El caballero rumió pensativo.

– También es el amor, pero no tengo derecho a su disfrute si no cumplo antes con mi juramento. Debo ser fiel a mi señor -contestó al rato.

– ¿Y qué queréis conseguir con ello? -inquirí-. ¿Honores, castillos, tierras, poder…?

– Deseo el triunfo de las armas del Rey, y también su favor. Pero no es ésa mi búsqueda final. Ése no es mi Grial.

– ¿Cuál es entonces?

– Ser honorable, sentirme bien por ello. Y la única forma que me enseñaron para lograrlo es cumpliendo mi deber. No puedo amar en el deshonor.

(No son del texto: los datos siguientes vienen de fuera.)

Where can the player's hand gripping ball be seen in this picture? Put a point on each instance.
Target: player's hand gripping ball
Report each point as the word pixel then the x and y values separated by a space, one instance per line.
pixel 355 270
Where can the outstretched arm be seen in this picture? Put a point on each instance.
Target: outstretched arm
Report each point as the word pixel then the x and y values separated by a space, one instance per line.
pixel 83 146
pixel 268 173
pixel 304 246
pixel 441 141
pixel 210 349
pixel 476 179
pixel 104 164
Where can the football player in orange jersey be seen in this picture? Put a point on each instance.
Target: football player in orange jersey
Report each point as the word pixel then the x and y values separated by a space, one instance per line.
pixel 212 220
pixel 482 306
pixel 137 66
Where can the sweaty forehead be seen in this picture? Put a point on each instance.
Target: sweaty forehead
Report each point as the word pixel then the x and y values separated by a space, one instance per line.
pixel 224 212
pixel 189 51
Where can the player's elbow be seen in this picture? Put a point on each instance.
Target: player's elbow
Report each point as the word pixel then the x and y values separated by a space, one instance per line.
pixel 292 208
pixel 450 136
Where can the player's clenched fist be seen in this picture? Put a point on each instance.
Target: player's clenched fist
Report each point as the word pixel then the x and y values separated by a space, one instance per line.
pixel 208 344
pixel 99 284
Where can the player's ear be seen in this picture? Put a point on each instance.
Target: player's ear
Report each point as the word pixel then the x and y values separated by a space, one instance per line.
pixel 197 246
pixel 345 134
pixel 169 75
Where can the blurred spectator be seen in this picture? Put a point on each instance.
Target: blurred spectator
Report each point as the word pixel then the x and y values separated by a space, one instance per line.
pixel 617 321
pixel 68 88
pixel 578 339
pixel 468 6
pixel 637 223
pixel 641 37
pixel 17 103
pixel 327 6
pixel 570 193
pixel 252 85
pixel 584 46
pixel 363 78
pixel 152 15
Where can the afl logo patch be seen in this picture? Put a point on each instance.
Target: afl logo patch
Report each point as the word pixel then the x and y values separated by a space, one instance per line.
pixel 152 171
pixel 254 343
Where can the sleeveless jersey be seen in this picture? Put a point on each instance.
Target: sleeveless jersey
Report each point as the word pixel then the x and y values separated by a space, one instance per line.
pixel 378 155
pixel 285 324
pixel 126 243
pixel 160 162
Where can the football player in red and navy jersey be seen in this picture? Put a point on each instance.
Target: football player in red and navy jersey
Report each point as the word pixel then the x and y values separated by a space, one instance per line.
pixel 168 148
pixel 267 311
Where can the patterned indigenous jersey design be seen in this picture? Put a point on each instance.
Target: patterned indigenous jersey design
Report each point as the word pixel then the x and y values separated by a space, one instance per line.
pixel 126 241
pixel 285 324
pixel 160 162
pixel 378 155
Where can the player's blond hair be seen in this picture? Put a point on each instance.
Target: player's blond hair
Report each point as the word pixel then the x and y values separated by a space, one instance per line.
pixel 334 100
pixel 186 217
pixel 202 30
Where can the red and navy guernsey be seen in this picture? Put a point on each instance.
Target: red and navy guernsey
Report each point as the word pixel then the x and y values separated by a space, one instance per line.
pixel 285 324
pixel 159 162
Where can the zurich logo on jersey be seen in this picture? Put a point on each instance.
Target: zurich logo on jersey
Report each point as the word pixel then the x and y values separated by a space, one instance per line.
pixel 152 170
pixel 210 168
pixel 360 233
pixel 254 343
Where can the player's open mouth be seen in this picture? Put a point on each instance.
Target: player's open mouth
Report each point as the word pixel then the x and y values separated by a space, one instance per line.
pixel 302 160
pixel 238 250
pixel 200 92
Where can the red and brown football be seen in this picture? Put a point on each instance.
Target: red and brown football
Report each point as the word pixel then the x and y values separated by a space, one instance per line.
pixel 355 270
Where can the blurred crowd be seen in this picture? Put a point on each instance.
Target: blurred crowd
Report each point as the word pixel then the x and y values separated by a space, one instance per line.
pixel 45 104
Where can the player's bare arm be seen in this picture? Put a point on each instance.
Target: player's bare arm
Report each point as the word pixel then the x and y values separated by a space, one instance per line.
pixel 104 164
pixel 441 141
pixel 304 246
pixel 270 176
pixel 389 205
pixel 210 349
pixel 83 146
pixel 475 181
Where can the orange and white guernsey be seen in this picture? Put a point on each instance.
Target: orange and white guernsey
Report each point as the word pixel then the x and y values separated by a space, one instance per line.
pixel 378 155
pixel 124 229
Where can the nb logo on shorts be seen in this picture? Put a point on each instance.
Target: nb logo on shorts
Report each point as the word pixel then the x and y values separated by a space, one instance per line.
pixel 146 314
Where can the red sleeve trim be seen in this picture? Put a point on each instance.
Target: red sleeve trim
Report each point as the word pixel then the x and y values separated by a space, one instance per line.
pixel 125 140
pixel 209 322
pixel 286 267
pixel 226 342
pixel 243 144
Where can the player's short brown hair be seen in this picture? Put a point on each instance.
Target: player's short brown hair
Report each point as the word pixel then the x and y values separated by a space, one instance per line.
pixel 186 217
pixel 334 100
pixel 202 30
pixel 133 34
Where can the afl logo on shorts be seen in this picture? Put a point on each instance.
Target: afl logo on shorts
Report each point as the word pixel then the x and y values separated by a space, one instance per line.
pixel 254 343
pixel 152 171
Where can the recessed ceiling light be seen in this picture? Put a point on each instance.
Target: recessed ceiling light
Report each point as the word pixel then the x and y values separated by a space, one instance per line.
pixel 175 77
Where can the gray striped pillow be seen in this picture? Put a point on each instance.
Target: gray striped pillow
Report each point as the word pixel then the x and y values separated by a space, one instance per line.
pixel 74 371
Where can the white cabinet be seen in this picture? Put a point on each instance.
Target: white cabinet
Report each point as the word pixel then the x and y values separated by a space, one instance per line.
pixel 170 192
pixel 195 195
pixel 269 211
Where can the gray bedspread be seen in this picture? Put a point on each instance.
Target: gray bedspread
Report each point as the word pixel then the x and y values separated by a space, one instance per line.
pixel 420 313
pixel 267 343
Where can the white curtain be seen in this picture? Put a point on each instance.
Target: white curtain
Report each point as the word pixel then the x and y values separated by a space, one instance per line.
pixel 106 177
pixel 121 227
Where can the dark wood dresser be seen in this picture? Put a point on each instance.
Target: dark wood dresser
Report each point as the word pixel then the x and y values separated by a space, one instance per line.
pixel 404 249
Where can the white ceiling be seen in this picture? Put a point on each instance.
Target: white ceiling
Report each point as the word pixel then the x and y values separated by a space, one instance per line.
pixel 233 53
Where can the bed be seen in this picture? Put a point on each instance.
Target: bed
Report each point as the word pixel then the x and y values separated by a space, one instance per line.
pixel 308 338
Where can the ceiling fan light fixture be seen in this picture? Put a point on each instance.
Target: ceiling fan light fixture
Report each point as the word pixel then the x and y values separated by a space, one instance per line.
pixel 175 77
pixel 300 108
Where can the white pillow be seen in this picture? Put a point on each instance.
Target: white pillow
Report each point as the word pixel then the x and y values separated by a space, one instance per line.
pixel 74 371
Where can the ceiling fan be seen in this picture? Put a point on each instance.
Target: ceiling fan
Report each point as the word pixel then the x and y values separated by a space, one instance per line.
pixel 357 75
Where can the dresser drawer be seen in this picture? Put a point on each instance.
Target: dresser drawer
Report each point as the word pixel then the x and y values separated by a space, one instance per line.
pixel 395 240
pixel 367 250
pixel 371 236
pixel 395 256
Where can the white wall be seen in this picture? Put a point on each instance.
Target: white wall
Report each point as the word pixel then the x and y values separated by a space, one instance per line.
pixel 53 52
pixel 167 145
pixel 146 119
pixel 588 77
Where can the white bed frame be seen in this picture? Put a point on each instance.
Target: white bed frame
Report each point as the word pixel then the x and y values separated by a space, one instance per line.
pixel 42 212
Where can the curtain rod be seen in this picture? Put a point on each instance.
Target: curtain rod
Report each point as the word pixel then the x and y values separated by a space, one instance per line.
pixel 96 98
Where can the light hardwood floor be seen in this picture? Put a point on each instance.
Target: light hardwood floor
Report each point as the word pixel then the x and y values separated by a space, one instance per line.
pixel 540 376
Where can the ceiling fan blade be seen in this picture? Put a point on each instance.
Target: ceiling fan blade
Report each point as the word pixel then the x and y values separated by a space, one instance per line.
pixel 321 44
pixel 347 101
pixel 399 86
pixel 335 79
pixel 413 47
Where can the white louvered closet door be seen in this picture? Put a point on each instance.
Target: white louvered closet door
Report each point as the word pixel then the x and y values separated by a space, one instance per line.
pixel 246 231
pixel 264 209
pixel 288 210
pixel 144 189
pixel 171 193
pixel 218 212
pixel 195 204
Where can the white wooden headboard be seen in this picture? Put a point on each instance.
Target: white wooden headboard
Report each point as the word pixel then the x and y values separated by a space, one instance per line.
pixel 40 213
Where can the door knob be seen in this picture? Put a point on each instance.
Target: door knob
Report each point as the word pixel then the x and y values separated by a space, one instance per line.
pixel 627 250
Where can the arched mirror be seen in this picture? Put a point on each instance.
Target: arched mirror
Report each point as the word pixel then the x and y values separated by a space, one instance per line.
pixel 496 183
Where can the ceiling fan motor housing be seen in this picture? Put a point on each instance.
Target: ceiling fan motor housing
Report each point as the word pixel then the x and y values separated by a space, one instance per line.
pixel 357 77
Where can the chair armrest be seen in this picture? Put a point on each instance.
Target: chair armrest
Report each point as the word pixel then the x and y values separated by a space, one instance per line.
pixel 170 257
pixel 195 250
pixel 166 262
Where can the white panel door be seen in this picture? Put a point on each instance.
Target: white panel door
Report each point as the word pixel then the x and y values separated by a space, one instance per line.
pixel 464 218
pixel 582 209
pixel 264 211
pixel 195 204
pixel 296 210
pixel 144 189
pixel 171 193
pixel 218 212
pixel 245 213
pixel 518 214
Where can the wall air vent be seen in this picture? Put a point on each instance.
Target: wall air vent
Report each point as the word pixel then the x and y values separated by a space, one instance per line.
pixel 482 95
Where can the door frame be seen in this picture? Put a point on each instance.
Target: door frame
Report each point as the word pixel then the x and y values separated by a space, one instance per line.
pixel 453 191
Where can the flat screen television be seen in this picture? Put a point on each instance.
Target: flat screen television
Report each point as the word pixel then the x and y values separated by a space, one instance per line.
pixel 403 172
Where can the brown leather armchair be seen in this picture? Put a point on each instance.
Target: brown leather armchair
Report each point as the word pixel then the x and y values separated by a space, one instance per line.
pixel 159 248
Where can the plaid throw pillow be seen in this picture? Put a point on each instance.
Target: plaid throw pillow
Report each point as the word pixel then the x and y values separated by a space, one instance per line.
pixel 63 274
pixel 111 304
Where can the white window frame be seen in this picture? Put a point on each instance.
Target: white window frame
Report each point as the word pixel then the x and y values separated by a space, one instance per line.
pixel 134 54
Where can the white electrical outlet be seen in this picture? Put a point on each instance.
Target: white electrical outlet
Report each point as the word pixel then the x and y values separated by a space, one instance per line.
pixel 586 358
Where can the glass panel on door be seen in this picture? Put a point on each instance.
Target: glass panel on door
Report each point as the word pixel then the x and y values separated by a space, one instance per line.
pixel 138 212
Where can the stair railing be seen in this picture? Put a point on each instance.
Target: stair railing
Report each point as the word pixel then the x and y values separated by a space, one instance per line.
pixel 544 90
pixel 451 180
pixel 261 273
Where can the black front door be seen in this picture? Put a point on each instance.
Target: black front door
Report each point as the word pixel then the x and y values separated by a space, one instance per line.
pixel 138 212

– Decidme, Hugo. ¿Alcanzaréis ese Grial vuestro una vez me hayáis entregado al Rey? ¿Cuando él me posea? Decidme, Hugo de Mataplana. ¿Encontraréis la paz, estaréis orgulloso de vos entonces? ¿Seréis honrado?

Cabizbajo, se quedó otra vez callado. Y yo me contenté viéndole infeliz. Sabía que, por mucha retórica que desplegara, no lograría cambiar los principios de aquel estúpido cerril. Me di cuenta de que obtenía placer en su castigo. Me gustaba hurgar en él. Pero pensé que había llegado al límite; amargándolo lo alejaba más.

– Es mi obligación -musitó triste al rato-. No puedo hacer otra cosa; es mi honor, es mi promesa.

– El Rey nunca me tendrá -afirmé.

Hugo me miró en silencio.

– Me encerraré en un convento.

– Él os sacará de allí.

– Pues saltaré de la torre más alta. Me mataré, pero no me tendrá.

– Moriré con vos -dijo.

Sacó su daga y apuntó a su pecho.

– Juro por Dios que si algo os ocurre, hundiré su filo en mi corazón.

Supe que así lo haría. Decidí callar. Ninguna palabra, ninguna súplica, ningún argumento cambiaría su decisión y temí que cometiera una locura, de continuar presionándole. Sacudí mi cabeza incrédula. Aquello era tan absurdo como real.

Miré las montañas que iban creciendo conforme avanzábamos por el camino. Igual que mi tristeza.